I’m afraid, Mr Tyler, that that is an outright fib. Even if the government were to decide not to opt for free trade and to impose retaliatory tariffs on the EU, the average tariff would be far lower than you say.
Perhaps Tyler (Cambridge University) and the journalist (Oxford University) didn’t understand WTO rules and forgot to mention that ‘no deal’ and the free trade option would result in lower food prices than we have today? You can decide, dear reader.
A Guardian editorial (Editor, Katharine Viner, Oxford University) of 7 July made the same misrepresentation: “… no deal would mean a reversion to WTO rules…
It would mean, as Monsieur Barnier points out … customs duties of 29% on drinks, and an average of 12% on meat and fish.” Wrong, Ms Viner.
The Guardian must surely favour the lowest-possible food prices, and those are obtainable by a combo of no deal and the free trade option. Contrary to what you say, food prices would actually fall.
Mislead
The same misinformation was peddled in a Financial Times interview in October 2016, in which Henry Mance (Oxford University) interviewed Nick Clegg (Cambridge University). The headline, ‘Clegg warns ‘hard Brexit’ will lead to 22% EU food tariffs’, says it all. How could you mislead the public so, gentlemen?
Another scare story in the Evening Standard quoted the British Retail Consortium and its chairman, Richard Baker
(Cambridge University): “… failure to reach a trade deal … would see tariffs of 12% slapped on clothes … and up to 27% on meat … Chilean wine would be hit by a 14% levy … meaning higher prices for consumers.”
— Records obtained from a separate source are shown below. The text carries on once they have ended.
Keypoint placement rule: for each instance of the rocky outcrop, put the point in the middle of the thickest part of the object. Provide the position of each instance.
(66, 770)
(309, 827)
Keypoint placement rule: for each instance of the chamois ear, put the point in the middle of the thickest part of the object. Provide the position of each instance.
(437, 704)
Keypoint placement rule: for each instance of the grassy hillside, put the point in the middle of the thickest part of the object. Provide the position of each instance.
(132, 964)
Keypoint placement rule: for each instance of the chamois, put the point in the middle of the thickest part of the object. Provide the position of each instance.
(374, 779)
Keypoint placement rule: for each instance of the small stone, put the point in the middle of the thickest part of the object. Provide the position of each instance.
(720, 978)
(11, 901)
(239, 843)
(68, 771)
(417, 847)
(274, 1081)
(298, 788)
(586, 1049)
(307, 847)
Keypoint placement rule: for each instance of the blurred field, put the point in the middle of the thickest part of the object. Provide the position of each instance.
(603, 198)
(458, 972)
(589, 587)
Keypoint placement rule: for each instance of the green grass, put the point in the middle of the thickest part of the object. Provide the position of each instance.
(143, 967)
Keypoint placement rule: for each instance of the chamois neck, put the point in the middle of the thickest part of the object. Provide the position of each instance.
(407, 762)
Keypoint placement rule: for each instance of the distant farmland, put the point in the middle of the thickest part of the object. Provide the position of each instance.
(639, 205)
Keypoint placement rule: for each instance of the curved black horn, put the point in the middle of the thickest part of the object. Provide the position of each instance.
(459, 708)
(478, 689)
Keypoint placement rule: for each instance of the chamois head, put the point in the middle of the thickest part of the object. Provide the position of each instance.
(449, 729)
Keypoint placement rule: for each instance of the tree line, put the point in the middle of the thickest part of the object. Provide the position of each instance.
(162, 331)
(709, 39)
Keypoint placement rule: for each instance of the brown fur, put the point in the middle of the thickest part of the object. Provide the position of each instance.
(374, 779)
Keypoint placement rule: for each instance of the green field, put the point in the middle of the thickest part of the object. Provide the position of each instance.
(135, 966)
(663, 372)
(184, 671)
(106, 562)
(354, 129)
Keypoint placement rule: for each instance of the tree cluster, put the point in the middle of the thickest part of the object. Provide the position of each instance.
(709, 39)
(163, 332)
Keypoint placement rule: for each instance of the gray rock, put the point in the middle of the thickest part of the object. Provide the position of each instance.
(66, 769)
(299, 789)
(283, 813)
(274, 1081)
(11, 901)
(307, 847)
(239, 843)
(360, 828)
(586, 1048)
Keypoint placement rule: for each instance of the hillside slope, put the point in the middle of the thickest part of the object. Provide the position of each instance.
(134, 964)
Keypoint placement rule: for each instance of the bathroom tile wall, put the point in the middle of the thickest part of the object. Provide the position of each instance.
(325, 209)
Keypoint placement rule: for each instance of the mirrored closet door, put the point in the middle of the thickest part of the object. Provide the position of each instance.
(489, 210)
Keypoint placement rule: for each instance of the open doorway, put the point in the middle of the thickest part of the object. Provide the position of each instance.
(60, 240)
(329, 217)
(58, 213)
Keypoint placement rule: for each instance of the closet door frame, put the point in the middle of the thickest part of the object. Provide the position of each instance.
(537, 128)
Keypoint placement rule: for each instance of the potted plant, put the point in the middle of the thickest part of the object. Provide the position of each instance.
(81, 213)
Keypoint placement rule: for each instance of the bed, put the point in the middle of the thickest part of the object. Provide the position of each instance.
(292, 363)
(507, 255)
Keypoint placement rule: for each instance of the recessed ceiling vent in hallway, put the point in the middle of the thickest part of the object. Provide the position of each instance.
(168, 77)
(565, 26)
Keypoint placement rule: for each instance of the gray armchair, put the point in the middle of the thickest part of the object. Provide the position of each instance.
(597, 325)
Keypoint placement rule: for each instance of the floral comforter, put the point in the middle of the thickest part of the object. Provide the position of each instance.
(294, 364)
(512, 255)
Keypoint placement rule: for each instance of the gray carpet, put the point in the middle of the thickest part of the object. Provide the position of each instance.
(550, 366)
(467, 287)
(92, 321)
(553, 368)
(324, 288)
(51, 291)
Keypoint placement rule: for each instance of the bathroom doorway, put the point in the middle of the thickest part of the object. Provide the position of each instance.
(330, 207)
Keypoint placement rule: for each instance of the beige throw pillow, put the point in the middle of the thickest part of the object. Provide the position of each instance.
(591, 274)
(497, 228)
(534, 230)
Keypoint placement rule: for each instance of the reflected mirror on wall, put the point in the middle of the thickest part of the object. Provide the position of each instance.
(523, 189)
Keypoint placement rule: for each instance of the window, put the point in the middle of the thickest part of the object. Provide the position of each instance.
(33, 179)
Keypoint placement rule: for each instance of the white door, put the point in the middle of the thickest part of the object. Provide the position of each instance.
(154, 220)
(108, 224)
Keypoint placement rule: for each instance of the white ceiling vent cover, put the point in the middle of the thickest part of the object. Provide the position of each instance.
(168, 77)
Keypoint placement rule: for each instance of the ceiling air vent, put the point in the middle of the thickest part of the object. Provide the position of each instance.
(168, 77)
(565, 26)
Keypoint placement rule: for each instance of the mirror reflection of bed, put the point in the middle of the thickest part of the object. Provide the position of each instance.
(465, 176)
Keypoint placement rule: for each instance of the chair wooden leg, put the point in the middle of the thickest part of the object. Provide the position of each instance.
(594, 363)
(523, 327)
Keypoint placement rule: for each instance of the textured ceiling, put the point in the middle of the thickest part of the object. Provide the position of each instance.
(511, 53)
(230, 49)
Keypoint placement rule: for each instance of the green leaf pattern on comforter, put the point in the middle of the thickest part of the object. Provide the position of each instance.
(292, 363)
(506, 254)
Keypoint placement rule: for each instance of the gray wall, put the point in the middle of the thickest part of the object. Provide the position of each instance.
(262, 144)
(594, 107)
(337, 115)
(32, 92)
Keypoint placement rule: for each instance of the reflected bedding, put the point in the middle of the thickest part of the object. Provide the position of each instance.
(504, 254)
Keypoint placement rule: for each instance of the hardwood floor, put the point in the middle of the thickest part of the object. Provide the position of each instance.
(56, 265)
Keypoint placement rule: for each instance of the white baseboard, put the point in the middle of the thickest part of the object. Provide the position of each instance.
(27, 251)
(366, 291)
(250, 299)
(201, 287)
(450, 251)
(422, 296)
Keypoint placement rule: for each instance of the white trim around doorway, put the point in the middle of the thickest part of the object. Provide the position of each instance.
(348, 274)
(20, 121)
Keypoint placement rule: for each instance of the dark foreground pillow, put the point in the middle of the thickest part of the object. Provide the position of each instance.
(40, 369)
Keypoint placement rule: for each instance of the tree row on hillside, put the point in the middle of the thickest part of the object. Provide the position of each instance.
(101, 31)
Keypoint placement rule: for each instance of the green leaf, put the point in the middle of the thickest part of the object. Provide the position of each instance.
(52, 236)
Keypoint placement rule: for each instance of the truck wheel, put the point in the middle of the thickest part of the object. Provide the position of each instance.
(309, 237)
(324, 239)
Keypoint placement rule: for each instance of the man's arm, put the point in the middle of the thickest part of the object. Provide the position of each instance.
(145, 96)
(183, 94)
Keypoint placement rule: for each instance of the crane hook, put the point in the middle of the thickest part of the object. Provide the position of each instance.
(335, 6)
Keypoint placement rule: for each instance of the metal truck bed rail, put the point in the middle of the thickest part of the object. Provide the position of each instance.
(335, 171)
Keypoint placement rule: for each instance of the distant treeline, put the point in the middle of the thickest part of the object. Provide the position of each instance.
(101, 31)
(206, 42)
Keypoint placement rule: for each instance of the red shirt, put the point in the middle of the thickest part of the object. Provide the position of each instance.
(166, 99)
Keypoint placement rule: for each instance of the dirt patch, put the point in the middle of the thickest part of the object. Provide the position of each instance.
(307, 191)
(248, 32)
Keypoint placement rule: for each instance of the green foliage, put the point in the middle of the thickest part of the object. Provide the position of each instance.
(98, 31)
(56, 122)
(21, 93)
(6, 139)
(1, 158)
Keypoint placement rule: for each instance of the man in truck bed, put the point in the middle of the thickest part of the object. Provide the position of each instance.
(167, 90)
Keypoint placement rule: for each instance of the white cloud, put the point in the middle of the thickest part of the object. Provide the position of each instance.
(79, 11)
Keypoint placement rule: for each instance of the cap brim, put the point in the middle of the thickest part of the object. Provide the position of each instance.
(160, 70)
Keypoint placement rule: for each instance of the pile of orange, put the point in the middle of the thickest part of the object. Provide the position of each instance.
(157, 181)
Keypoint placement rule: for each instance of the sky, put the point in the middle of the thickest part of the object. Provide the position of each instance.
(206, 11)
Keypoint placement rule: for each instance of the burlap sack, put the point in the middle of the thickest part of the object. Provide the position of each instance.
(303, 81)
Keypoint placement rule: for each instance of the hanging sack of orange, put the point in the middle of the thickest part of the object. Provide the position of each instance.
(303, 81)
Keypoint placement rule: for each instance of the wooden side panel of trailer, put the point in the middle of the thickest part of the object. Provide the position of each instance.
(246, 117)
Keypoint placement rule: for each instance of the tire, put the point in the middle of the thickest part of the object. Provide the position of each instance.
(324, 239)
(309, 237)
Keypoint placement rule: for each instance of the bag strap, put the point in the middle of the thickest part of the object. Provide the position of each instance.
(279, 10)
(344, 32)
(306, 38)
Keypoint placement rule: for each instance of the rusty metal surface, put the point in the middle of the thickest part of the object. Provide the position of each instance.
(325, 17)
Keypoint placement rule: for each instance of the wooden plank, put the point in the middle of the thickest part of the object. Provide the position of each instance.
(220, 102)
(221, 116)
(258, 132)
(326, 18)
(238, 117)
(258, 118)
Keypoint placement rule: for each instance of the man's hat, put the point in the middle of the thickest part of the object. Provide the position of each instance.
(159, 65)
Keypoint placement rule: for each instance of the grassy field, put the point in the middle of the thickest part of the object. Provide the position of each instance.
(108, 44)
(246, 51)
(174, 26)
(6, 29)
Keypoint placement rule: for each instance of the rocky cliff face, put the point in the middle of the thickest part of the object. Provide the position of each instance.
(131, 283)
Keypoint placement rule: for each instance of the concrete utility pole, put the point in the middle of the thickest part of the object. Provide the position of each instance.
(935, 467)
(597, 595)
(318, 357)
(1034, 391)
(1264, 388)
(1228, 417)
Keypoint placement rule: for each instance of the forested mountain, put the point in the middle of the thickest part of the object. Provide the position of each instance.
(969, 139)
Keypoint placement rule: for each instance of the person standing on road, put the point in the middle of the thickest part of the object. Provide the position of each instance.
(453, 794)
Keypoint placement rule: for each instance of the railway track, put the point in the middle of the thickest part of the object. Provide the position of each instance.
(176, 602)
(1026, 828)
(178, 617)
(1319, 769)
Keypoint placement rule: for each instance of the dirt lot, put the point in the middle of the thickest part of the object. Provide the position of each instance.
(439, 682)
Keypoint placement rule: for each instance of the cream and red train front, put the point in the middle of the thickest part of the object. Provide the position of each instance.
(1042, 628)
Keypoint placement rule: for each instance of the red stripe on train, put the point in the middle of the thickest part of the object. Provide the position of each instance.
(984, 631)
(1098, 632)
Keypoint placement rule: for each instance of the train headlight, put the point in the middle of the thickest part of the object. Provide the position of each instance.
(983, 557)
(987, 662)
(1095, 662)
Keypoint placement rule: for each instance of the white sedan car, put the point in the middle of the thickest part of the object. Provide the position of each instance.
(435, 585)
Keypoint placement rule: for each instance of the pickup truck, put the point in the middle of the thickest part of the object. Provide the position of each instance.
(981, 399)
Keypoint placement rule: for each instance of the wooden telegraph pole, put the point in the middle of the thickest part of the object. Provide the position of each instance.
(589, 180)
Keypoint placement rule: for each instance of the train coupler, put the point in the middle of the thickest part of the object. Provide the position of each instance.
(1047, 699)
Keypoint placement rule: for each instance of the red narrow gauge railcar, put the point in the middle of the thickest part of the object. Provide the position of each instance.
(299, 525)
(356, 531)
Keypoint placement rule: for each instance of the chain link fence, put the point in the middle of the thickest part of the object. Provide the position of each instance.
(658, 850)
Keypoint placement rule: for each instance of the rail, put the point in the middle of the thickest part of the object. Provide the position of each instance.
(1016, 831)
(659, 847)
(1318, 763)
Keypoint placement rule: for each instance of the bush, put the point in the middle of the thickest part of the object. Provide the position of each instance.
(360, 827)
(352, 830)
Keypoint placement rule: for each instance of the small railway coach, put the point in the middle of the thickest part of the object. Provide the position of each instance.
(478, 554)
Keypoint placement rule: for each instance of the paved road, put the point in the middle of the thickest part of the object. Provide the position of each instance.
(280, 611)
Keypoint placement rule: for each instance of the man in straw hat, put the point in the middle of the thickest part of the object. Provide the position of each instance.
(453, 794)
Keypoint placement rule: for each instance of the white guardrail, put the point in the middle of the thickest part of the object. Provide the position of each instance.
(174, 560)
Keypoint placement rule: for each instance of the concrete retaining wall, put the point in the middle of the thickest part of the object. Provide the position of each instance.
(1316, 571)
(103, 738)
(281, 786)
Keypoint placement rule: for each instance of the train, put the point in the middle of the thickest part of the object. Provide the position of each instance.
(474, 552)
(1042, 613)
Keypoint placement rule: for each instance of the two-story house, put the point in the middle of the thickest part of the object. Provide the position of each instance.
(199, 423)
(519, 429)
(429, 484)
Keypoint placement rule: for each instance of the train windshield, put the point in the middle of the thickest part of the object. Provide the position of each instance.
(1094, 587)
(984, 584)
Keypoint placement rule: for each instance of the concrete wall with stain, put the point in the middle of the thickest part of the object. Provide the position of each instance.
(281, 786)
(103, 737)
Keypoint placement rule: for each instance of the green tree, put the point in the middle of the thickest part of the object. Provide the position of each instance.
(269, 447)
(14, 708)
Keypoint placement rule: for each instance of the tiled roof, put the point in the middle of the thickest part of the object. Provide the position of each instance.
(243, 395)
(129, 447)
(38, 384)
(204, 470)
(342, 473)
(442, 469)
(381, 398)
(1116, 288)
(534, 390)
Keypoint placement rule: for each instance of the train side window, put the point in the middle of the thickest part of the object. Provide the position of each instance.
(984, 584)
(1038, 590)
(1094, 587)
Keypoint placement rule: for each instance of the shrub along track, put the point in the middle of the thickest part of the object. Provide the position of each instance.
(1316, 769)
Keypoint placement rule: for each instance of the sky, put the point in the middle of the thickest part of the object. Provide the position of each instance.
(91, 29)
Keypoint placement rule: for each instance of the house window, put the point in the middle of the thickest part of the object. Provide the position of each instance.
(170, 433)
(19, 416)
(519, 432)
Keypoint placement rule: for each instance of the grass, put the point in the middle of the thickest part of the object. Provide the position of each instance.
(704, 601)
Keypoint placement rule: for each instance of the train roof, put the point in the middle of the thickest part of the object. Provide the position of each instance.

Do you believe in free trade, Richard, or are you really a closet protectionist?
A final example involves a spate of articles in various newspapers, quoting an organisation called the Resolution Foundation.
Its appallingly biased ‘Key Findings’, widely reported, are that “in a no-deal scenario … tariffs on footwear, beverages and tobacco will rise by 10 per cent … tariffs on dairy products by 45 per cent and by 37 per cent for meat products.”
The director of Resolution Foundation is Torsten Bell (Oxford University), formerly an adviser to arch Remainer Ed Miliband (Oxford University).
Project Fear failed in the referendum, and Project Food Price Spiral is also destined to fail.
The associated attempt to persuade the public to stay in the undemocratic EU and accept a transitional deal is a scam – around 90 per cent of companies in the UK do no trade with the EU anyway.
Even those, like Wetherspoon, which do so, don’t need two extra years.
We’re ready to leave tomorrow, in reality, and little or no preparation is needed.
The groupthink and bias of the elite minority are stunning.
More democracy, lower food prices and savings of £200 million per week are the attainable realities.